Secret rotation

What it is

Secret rotation is the practice of replacing a credential's value with a new one on a schedule, or in response to suspected compromise. The goal is to bound the lifetime of any single value so that a leaked credential stops being useful within hours or days instead of remaining valid forever.

Rotation is the second half of a secret's lifecycle. The first half is keeping it out of attackers' hands; rotation is the assumption that the first half will eventually fail, and the harm needs to be time-boxed.

Why it's hard

A secret has two states that need to stay in sync: the application code that uses it, and the system that issued it. Rotation has to update both, in the right order, without anyone hitting the window where one side has the new value and the other still has the old. Three real problems show up:

• Distribution. Every consumer that reads the value has to receive the new one before the old is revoked. With one server, that's a config change. With twenty containers, three CI runners, and a serverless function, it's a coordination problem.
• Coupling. Some credentials gate downstream systems. Rotating a database password without updating the connection string in your app means immediate outage. Rotating a webhook signing secret without updating the receiver means dropped webhooks.
• Visibility. A spreadsheet of "what rotates when" stops being current the day after you write it. Without a system tracking which secrets exist, where they're used, and when they were last rotated, "rotate everything quarterly" is a policy nobody actually executes.

The result, at most companies, is that rotation is the security control everyone knows they should run and almost nobody does on a real schedule.

How automated rotation works

A working rotation flow looks the same in most systems:

1. The secrets manager generates a new value.
2. The new value is provisioned into the source system (a new database password is set, a new API key is minted, a new TLS cert is signed).
3. Consumers fetch the new value on their next read.
4. After a brief overlap window, the old value is revoked.

Step 2 is the one that varies the most. For credentials the secrets manager controls directly (random tokens, app-defined keys), it's just a write. For credentials backed by an external system (a database, a cloud IAM, a third-party API), the manager has to call out to that system to actually create the new credential. Most secrets managers either have built-in integrations for common backends (PostgreSQL, MySQL, MongoDB, cloud IAM) or expose a hook for you to write your own.

How SikkerKey rotates secrets

SikkerKey rotates secrets on a schedule you set per secret. The rotation works for any secret, not just database credentials. For ordinary secrets (API keys, webhook signing secrets, application tokens, arbitrary structured values), each rotation generates a new random value.
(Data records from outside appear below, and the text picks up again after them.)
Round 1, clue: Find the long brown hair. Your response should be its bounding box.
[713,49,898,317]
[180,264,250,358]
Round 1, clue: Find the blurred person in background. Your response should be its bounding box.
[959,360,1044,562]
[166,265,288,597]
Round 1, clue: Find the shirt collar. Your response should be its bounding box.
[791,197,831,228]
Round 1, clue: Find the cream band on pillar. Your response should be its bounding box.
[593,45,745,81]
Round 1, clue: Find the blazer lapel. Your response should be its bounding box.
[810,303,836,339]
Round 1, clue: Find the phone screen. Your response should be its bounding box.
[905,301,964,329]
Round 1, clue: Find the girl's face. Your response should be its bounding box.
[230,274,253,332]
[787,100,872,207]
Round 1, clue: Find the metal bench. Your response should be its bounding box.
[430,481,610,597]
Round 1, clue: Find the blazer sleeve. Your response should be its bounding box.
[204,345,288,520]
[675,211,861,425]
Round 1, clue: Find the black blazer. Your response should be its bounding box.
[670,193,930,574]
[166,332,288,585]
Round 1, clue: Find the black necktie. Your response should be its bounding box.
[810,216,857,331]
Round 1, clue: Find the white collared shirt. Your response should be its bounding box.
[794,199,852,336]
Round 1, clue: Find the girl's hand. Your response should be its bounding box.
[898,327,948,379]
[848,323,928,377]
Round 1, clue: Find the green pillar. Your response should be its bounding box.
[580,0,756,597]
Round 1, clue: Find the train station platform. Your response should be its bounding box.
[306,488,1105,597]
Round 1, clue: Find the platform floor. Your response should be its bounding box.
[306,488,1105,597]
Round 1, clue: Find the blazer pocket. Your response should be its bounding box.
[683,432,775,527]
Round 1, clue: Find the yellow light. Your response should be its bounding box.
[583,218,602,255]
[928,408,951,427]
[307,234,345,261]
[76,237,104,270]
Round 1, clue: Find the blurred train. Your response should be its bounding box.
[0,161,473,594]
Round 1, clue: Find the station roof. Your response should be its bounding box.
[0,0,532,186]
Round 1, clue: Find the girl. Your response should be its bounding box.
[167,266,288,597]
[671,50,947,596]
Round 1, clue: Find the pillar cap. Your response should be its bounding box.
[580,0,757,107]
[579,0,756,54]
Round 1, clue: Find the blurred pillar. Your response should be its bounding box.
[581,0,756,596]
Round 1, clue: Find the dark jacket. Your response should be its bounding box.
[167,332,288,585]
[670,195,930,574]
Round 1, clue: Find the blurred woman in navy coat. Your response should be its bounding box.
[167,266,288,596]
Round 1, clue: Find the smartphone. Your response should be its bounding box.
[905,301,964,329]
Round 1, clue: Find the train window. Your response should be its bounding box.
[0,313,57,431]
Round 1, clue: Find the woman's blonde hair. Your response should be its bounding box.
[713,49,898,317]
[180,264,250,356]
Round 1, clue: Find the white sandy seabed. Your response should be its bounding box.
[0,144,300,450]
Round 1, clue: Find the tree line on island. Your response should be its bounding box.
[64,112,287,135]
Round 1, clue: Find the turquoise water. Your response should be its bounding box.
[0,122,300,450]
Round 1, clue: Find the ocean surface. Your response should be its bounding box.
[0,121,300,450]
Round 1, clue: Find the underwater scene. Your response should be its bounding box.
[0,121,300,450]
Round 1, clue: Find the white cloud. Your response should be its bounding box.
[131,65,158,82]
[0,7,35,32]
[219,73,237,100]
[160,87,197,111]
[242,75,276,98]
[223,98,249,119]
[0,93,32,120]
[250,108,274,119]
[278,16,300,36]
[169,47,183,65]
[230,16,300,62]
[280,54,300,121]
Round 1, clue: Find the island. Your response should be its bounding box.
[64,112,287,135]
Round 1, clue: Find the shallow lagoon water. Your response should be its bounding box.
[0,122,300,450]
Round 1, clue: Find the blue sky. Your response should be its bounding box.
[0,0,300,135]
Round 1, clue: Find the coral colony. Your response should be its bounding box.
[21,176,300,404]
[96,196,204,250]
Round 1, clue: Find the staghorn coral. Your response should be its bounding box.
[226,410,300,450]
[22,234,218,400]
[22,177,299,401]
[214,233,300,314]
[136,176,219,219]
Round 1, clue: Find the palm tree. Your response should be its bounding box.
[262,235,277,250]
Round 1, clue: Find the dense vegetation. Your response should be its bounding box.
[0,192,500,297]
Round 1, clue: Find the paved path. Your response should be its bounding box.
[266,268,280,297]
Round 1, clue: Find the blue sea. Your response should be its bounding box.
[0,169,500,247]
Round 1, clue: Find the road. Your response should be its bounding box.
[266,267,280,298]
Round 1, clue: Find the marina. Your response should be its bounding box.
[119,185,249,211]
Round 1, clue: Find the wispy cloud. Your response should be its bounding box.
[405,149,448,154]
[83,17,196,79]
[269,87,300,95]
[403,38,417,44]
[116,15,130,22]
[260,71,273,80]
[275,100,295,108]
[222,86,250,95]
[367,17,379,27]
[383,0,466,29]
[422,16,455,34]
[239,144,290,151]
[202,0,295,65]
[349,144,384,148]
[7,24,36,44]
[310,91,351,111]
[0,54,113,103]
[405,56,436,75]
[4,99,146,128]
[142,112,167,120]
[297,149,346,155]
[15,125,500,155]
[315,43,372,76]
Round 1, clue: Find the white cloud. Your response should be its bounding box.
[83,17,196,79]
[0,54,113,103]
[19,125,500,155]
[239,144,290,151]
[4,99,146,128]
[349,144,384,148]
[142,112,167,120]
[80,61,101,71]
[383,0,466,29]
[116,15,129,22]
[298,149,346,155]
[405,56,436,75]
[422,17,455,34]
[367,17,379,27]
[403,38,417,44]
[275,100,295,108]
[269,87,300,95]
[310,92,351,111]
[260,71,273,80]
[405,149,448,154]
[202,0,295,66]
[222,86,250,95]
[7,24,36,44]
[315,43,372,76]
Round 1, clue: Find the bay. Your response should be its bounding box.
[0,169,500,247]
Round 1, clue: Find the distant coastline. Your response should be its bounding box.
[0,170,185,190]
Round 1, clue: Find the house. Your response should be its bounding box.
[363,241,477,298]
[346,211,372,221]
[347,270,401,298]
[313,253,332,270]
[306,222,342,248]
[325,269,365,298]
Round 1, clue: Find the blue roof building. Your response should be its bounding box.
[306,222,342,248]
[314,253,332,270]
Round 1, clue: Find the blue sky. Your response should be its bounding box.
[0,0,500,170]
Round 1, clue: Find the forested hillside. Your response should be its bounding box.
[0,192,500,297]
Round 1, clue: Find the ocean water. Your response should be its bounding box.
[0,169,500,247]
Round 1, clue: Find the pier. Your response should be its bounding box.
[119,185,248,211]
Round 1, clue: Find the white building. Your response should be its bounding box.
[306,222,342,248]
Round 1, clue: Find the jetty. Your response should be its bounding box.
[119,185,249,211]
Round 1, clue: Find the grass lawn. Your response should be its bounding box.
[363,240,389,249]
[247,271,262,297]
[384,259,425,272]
The value is configurable by length and character set, or by specific JSON fields if the secret is structured. The new value is stored as the next version, and consumers fetch it on their next read.

For secrets that back a managed database (PostgreSQL, MySQL, MongoDB, Redis, or MSSQL), the same rotation generates a new credential and additionally pushes it to the live database. A local sync agent installed near the database receives the new credentials and applies them with the database's own user-management commands, so the rotation takes effect on the live system without any manual step.

Every rotation produces an audit log entry recording the secret, the version transition, and the timestamp. Old versions are retained briefly so consumers fetching during the rollover get the value that was current at fetch time, then the previous version is dropped. SikkerKey doesn't natively call out to third-party SaaS APIs (Stripe, Twilio, etc.) to rotate credentials inside those systems; for those, rotation produces a new value in your vault, and updating the value in the third-party system is a separate step.